The team’s halo concept is a sophisticated interactive wayfinding device, which also transforms into a stage for a street performance, reflecting the competition’s requirements for a wayfinding solution that would help support and activate local community events. Croydon Halo, as vPPR and Twelve Studio’s concept is called, comes in an array of shapes, such as a ring, clover and ribbon, and is designed to hover above the street, suspended by cables or metal poles. Wayfinding signage will be either fixed or interactive and respond to electronic identification tags. Another aspect of the Croydon Halo are the bright LEDs located around the base of the halos, which project a temporary stage that can host street theatre events and provide an arena for street art and music.

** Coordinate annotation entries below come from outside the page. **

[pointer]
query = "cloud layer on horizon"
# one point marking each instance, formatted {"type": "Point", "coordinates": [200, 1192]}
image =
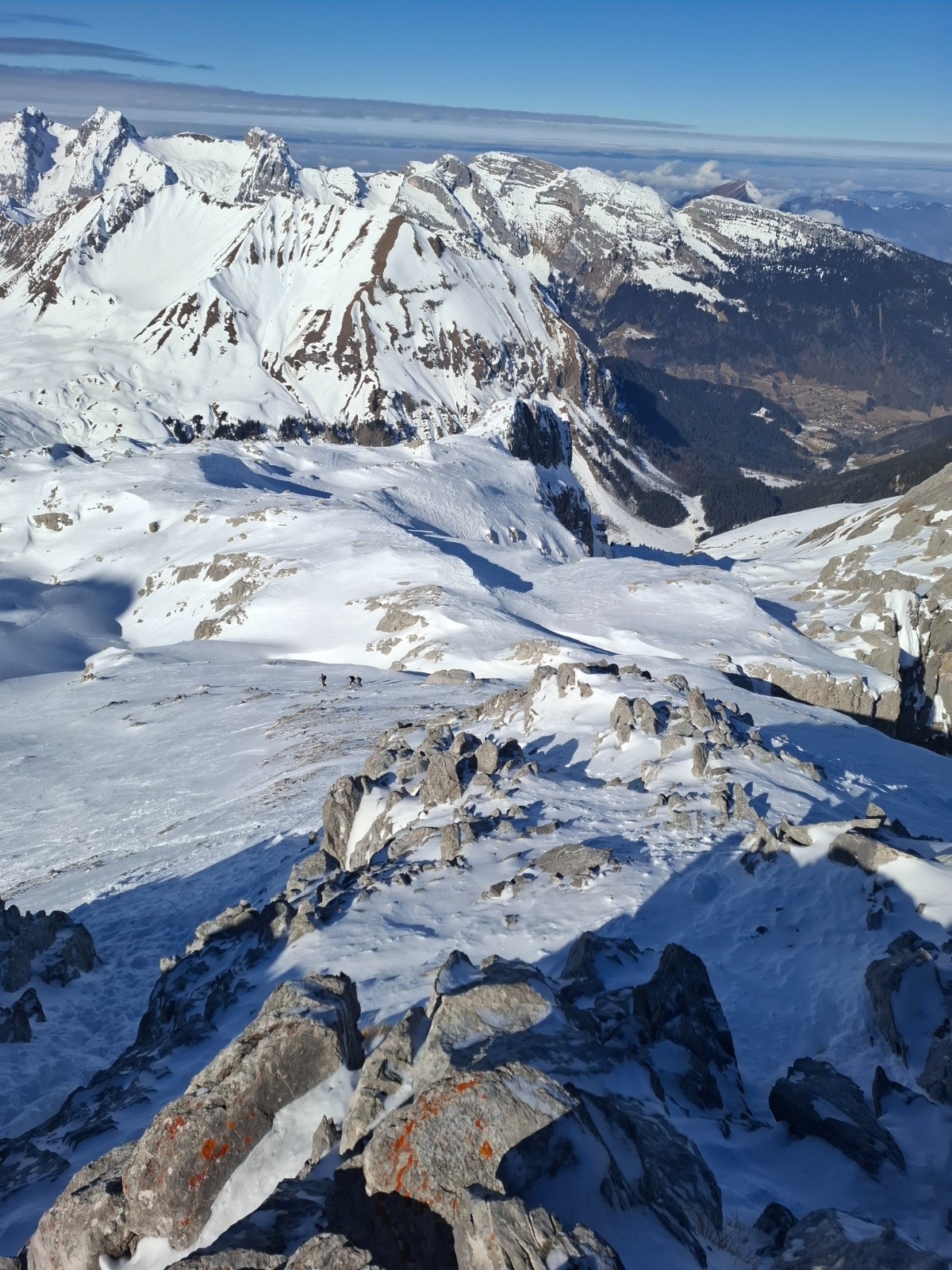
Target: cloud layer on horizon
{"type": "Point", "coordinates": [676, 159]}
{"type": "Point", "coordinates": [40, 46]}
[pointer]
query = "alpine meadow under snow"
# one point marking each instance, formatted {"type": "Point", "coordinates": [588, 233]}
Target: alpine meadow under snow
{"type": "Point", "coordinates": [425, 844]}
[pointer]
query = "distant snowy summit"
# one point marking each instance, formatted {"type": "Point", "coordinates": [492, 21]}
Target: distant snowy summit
{"type": "Point", "coordinates": [742, 190]}
{"type": "Point", "coordinates": [202, 286]}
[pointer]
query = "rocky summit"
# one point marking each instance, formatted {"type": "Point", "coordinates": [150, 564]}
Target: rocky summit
{"type": "Point", "coordinates": [475, 718]}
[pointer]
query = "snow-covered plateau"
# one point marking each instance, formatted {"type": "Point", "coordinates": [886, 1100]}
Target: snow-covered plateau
{"type": "Point", "coordinates": [393, 873]}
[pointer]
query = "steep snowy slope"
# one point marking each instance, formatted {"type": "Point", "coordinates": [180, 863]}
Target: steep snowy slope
{"type": "Point", "coordinates": [169, 745]}
{"type": "Point", "coordinates": [873, 584]}
{"type": "Point", "coordinates": [511, 918]}
{"type": "Point", "coordinates": [143, 279]}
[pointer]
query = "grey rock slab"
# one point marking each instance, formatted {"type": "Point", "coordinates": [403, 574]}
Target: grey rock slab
{"type": "Point", "coordinates": [488, 757]}
{"type": "Point", "coordinates": [384, 1077]}
{"type": "Point", "coordinates": [444, 779]}
{"type": "Point", "coordinates": [456, 1133]}
{"type": "Point", "coordinates": [574, 861]}
{"type": "Point", "coordinates": [338, 814]}
{"type": "Point", "coordinates": [86, 1221]}
{"type": "Point", "coordinates": [304, 1033]}
{"type": "Point", "coordinates": [858, 849]}
{"type": "Point", "coordinates": [505, 1235]}
{"type": "Point", "coordinates": [907, 954]}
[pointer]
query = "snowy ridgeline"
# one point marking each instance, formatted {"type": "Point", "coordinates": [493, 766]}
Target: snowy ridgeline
{"type": "Point", "coordinates": [743, 1064]}
{"type": "Point", "coordinates": [224, 285]}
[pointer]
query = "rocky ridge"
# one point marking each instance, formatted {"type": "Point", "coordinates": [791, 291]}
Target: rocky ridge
{"type": "Point", "coordinates": [522, 1113]}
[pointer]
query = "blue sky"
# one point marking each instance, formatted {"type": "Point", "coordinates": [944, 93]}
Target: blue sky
{"type": "Point", "coordinates": [833, 94]}
{"type": "Point", "coordinates": [866, 69]}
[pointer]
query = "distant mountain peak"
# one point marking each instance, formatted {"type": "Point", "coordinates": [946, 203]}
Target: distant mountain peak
{"type": "Point", "coordinates": [740, 190]}
{"type": "Point", "coordinates": [272, 171]}
{"type": "Point", "coordinates": [25, 150]}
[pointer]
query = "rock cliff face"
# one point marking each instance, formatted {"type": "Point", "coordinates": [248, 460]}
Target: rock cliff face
{"type": "Point", "coordinates": [888, 601]}
{"type": "Point", "coordinates": [444, 287]}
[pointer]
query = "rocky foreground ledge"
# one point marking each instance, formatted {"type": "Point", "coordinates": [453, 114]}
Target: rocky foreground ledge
{"type": "Point", "coordinates": [455, 1136]}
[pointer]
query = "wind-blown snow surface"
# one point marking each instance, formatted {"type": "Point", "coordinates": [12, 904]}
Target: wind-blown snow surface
{"type": "Point", "coordinates": [167, 746]}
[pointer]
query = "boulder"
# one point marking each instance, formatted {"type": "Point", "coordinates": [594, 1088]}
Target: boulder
{"type": "Point", "coordinates": [698, 710]}
{"type": "Point", "coordinates": [592, 960]}
{"type": "Point", "coordinates": [828, 1240]}
{"type": "Point", "coordinates": [503, 1235]}
{"type": "Point", "coordinates": [488, 757]}
{"type": "Point", "coordinates": [574, 863]}
{"type": "Point", "coordinates": [858, 849]}
{"type": "Point", "coordinates": [330, 1253]}
{"type": "Point", "coordinates": [309, 870]}
{"type": "Point", "coordinates": [647, 717]}
{"type": "Point", "coordinates": [774, 1222]}
{"type": "Point", "coordinates": [385, 1076]}
{"type": "Point", "coordinates": [89, 1219]}
{"type": "Point", "coordinates": [14, 1024]}
{"type": "Point", "coordinates": [304, 1034]}
{"type": "Point", "coordinates": [622, 719]}
{"type": "Point", "coordinates": [816, 1100]}
{"type": "Point", "coordinates": [338, 814]}
{"type": "Point", "coordinates": [907, 954]}
{"type": "Point", "coordinates": [678, 1007]}
{"type": "Point", "coordinates": [50, 945]}
{"type": "Point", "coordinates": [456, 1133]}
{"type": "Point", "coordinates": [234, 1259]}
{"type": "Point", "coordinates": [446, 776]}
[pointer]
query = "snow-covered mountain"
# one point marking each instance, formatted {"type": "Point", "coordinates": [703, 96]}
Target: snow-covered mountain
{"type": "Point", "coordinates": [393, 874]}
{"type": "Point", "coordinates": [565, 745]}
{"type": "Point", "coordinates": [186, 277]}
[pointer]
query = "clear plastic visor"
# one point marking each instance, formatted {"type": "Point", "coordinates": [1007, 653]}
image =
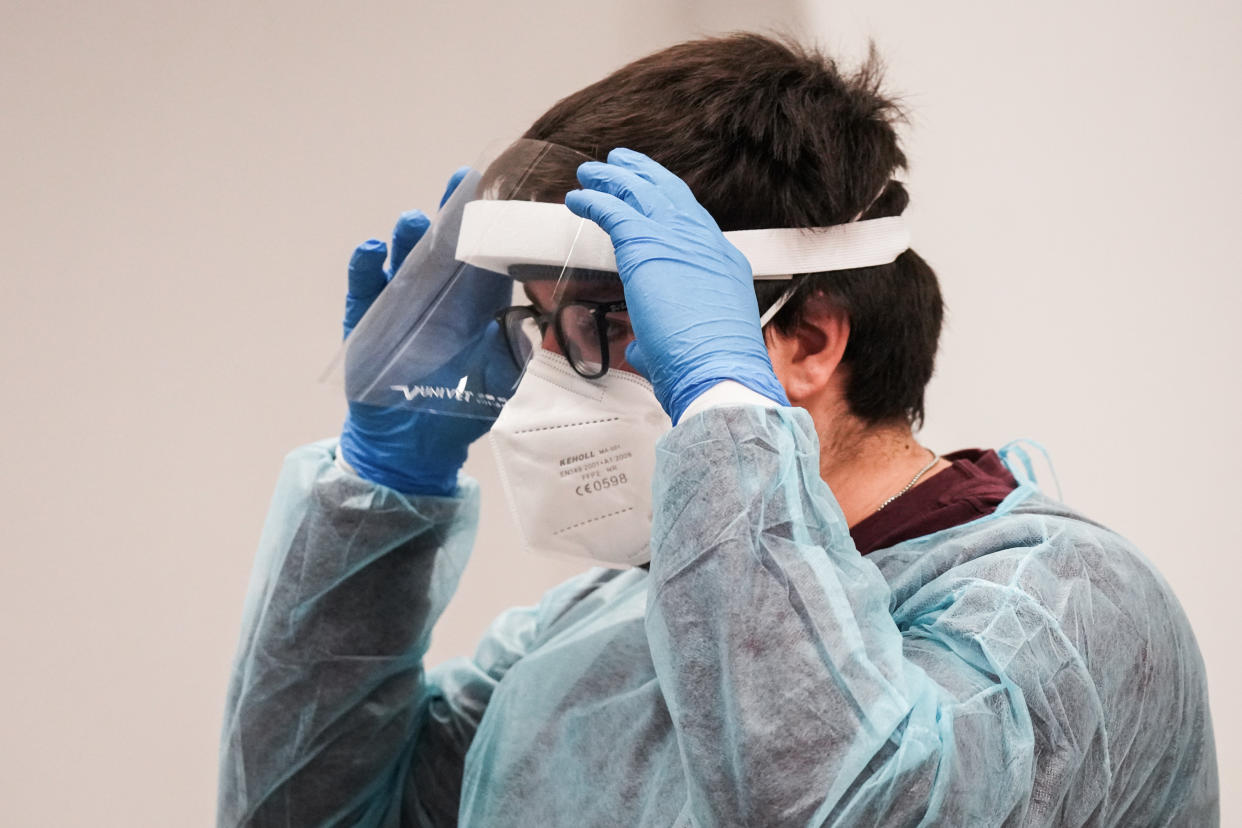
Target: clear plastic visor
{"type": "Point", "coordinates": [452, 338]}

The free-to-enter competition, backed by Croydon Council and Architects’ Journal magazine, was launched in April and the goal was to create a design that was innovative and technology-led, but also deliverable. The architectural practices involved had to focus on the route from West Croydon rail station to Fairfield Halls, a route passing through local landmarks such as Whitgift Shopping centre and Segas House. The design had to be deliverable and cost-effective, but also had to capture the unique spirit of Croydon.
Amongst the finalists were Atkins London, Connected Space with Rise Gallery and Tate Harmer & Lightning Partners, CW Studio with Falconer Chester Hall, Chris Mullany Creative Technologist, Light Collective, Vestre Street Furniture & Hardscape, McGregor Coxall (UK) with Denton Corker Marshall, 18 Degrees, Wolfströme, Momentum Transport and Intellectsoft and Tyréns with Hawkins\Brown, Jason Bruges Studio and Fourth Street.